La Croix
29 octobre 2004
Prévenir les génocides. Un crime aggravé au XXe siècle.
Yves Ternon, Maître-assistant école d’architecture Paris-Val-de-Seine
TERNON Yves
Maître-assistant école d’architecture Paris-Val-de-Seine
La convention sur la prévention et la répression du crime de génocide
adoptée par les Nations unies, le 9 décembre 1948, définit cette
infraction par l’article 2 : .. . le génocide s’entend de l’un
quelconque des actes ci-après, commis dans l’intention de détruire,
en tout ou en partie, un groupe national, ethnique, racial ou
religieux, comme tel (suit une liste d’actes permettant une
interprétation très large du concept).
Cette définition, reprise par tous les textes de droit international
– en particulier par le statut de la Cour pénale internationale de
1998 -, sert de fondement à toute accusation et à toute condamnation
pour génocide.

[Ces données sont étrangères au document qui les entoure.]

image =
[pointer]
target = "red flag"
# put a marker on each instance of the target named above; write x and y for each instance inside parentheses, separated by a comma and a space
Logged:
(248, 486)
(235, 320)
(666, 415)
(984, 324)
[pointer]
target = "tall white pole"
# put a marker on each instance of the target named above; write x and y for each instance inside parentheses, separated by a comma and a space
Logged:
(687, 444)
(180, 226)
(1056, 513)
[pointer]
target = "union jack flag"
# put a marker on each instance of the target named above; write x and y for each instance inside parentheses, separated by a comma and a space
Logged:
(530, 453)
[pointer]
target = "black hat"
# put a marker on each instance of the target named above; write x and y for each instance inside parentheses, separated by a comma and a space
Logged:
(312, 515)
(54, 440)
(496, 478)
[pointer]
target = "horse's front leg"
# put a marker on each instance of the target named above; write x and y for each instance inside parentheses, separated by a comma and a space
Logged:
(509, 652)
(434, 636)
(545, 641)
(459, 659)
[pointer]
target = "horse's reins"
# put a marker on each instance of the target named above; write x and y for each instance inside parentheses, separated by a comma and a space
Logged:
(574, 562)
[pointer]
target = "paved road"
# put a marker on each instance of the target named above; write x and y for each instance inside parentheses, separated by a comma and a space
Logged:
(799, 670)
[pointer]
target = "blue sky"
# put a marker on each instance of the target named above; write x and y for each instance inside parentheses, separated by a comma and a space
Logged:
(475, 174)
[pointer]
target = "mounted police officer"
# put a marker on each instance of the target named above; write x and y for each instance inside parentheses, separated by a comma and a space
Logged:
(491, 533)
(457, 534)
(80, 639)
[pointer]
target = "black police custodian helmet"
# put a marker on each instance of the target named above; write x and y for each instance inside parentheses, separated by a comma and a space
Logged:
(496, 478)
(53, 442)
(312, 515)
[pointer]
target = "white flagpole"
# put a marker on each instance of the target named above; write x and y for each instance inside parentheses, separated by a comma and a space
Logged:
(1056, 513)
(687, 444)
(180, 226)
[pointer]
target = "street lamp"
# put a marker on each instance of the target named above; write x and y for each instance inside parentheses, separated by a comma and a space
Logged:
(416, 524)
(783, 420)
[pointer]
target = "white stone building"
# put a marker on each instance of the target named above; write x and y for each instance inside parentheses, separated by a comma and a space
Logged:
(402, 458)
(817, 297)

Raphaël Lemkin, qui forgea le mot génocide en 1944,
écrivait alors : Si le mot est nouveau, la pratique est ancienne. Il
y eut en effet des génocides dans le passé, mais, au XXe siècle, ce
crime revêt un sens particulier : il est non seulement une forme
aggravée de crime contre l’humanité, mais l’expression suprême de la
criminalité des Etats. C’est dans ce sens que, au-delà du droit, les
spécialistes des sciences humaines le conçoivent.
La qualification de génocide est devenue l’enjeu de controverses
entre des victimes qui la réclament et des coupables qui la récusent.
Historiens et sociologues s’accordent cependant pour exiger que l’on
ne saurait parler de génocide si quatre critères ne sont pas réunis :
la victime est un groupe humain ; les membres de ce groupe sont tués
en raison de leur appartenance au groupe ; la destruction est un
meurtre et porte sur une part substantielle du groupe ; enfin,
l’intention est délibérée, un plan a été concerté. Ces chercheurs
sont unanimes pour reconnaître qu’au XXe siècle, trois meurtres de
masse furent des génocides : le génocide des Arméniens ottomans au
cours de la Première Guerre mondiale ; le génocide des juifs d’Europe
au cours de la Seconde Guerre mondiale ; le génocide des Tutsis au
Rwanda en 1994.
D’autres meurtres collectifs font encore l’objet de débats sur la
qualification du crime : la famine en Ukraine soviétique en 1932-1933
; la mise à mort des Tsiganes d’Europe par les nazis ; les crimes des
Khmers rouges au Cambodge.
Cette conclusion se fonde exclusivement sur l’état des recherches.
Elle ne constitue pas une mise en hiérarchie des malheurs et elle ne
saurait entretenir une concurrence des victimes. Génocide ou autre
crime contre l’humanité, la sentence n’est pas rendue à l’aune de la
souffrance ou de la cruauté. Les travaux sur le crime de génocide
permettent seulement aux chercheurs d’en appréhender la complexité et
d’en percevoir les mécanismes communs. Pour nommer génocide un
événement, il faut être en mesure de douter de l’emploi de ce mot
pour d’autres événements et de pouvoir comparer les circonstances de
perpétration des meurtres de masse.
Peut-on prévenir un génocide ? Le propos paraît contradictoire :
comment prévenir un crime qui n’est qualifiable que lorsqu’il est
perpétré ? Il serait préférable de ne pas avoir à se poser la
question. On le préviendrait en connaissant les nombreuses étapes
parcourues avant même que l’idée ne germe.
Prévenir un génocide, c’est d’abord abaisser le seuil de tolérance
des violations des principes élémentaires du droit naturel, et c’est
toujours avant une guerre ou une révolution que cette prévention a
valeur d’un vaccin. Plus tard, c’est tout au plus un sérum, trop
souvent un traitement palliatif. Quand des massacres ont commencé et
que les nations se demandent s’il s’agit ou non d’un génocide, la
décision d’intervention n’est pas seulement prise pour des motifs
humanitaires, mais aussi en fonction de la puissance de l’Etat
criminel.
L’ONU est intervenue en 1998 au Timor-Oriental et a probablement
prévenu un génocide, en 1999, au Kosovo, où l’on sait maintenant
qu’il n’y avait pas de menace de génocide. Le fera-t-elle au Darfour
? Au rythme où les hommes y meurent quotidiennement, mieux vaudrait
intervenir et constater plus tard qu’il ne s’agissait pas d’un
génocide que tarder à le faire comme ce fut le cas au Rwanda en 1994,
où les Tutsis étaient, et on le savait, victimes d’un génocide.